Organizational Ethics
- Definition: The values by which an organization conducts its business.
- Often included in mission and vision statements, reflecting cultures that value employees and patients.
- Four Characteristics Encouraging Ethical Behavior:
- A written code of standards.
- Ethics training for officers, managers, and employees.
- Availability of advice for employees facing ethical issues.
- A system for confidential reporting.
- Professional and organizational ethics guide professional performance.
- MAs must align their personal views with the ethical standards of their profession and organization, regardless of personal perspectives.
Summary of Key Points
- Law is a system of enforced rules created by Congress (federal), state legislatures (state), local governments (ordinances), and judicial interpretation (common law).
- Criminal law is statutory, dealing with prohibited or required acts; civil law governs conduct and rights without being criminal.
- Tort law, a branch of common law, can be intentional or unintentional; negligence requires duty, breach, harm, and causation.
- Medical professional liability insurance (malpractice) protects healthcare providers from lawsuits stemming from wrongful practices.

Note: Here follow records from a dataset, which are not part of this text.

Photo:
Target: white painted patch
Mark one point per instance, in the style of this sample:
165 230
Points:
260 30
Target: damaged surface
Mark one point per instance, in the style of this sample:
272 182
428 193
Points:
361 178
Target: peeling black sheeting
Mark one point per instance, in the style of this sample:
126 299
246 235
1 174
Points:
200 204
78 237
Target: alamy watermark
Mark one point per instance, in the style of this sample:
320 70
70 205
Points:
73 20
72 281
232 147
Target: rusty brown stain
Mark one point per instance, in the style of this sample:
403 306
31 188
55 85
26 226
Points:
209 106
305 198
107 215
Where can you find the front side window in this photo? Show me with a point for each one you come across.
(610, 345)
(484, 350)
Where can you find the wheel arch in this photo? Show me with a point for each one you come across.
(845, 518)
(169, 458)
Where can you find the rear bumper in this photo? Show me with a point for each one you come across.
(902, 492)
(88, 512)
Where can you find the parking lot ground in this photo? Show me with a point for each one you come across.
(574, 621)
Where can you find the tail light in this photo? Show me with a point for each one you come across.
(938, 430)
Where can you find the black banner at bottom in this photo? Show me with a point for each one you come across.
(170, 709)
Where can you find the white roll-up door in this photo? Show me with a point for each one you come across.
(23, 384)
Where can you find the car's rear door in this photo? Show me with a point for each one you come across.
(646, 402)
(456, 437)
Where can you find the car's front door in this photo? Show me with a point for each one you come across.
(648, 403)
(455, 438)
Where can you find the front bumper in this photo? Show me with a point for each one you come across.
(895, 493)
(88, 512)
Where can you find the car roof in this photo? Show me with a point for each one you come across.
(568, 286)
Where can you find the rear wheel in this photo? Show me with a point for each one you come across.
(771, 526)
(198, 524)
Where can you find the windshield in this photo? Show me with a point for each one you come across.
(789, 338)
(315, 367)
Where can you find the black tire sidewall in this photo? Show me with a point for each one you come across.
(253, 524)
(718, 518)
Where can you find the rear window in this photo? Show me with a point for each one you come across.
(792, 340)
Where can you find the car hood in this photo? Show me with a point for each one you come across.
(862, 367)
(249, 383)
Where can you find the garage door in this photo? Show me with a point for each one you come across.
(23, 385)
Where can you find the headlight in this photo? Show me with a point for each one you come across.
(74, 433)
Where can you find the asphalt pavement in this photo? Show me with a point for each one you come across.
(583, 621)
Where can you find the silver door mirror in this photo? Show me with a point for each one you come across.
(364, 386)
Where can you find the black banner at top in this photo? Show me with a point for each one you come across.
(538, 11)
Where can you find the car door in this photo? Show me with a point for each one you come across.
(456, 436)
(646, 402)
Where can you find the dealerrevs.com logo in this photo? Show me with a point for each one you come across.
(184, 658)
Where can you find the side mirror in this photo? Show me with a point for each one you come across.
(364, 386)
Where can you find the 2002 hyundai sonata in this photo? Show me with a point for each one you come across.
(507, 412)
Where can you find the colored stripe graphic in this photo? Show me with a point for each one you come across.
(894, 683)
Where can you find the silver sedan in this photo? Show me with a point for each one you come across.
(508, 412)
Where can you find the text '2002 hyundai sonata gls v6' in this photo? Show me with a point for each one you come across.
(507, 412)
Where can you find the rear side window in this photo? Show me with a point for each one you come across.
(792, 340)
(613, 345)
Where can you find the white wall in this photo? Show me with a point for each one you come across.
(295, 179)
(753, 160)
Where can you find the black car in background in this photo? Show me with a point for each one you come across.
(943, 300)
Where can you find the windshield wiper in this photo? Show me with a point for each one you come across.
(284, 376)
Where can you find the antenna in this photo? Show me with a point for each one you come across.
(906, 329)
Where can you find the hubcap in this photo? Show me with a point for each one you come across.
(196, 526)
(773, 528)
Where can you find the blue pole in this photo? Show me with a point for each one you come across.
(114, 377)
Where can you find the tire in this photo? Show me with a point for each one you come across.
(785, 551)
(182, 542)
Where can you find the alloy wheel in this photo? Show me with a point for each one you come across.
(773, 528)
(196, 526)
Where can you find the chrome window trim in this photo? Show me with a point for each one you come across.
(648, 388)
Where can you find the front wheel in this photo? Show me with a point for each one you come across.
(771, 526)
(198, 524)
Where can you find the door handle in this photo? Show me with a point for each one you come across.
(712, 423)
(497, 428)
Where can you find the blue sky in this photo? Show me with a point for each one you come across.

- Medical malpractice requires six specific elements to apply.
- Risk management identifies and manages financial loss exposures.
- The doctor-patient relationship is a contract (express or implied), requiring patient consent and capacity.
- Advance directives like durable power of attorney and living wills define patient wishes.
- Federal laws impacting medical offices include ACA, HIPAA, Good Samaritan Act, ADAAA, UAGA, GINA, and Stark Law.
- MAs must always operate within their state-defined scope of practice.
- Ethics are rules of conduct, morals are principles of right/wrong, and legal issues involve societal norms. There are often overlaps, requiring discernment.
- Autonomy, beneficence, and distributive justice are key ethical principles in healthcare.
- Healthcare professionals must provide care impartially and be culturally sensitive.
- Professional organizations (e.g., AMA, AAMA) provide codes of ethics for their members.
- Organizational ethics represent a company's values, encouraged by written codes, training, advice, and reporting systems.
- Personal ethics must align with professional and organizational ethical standards while on the job.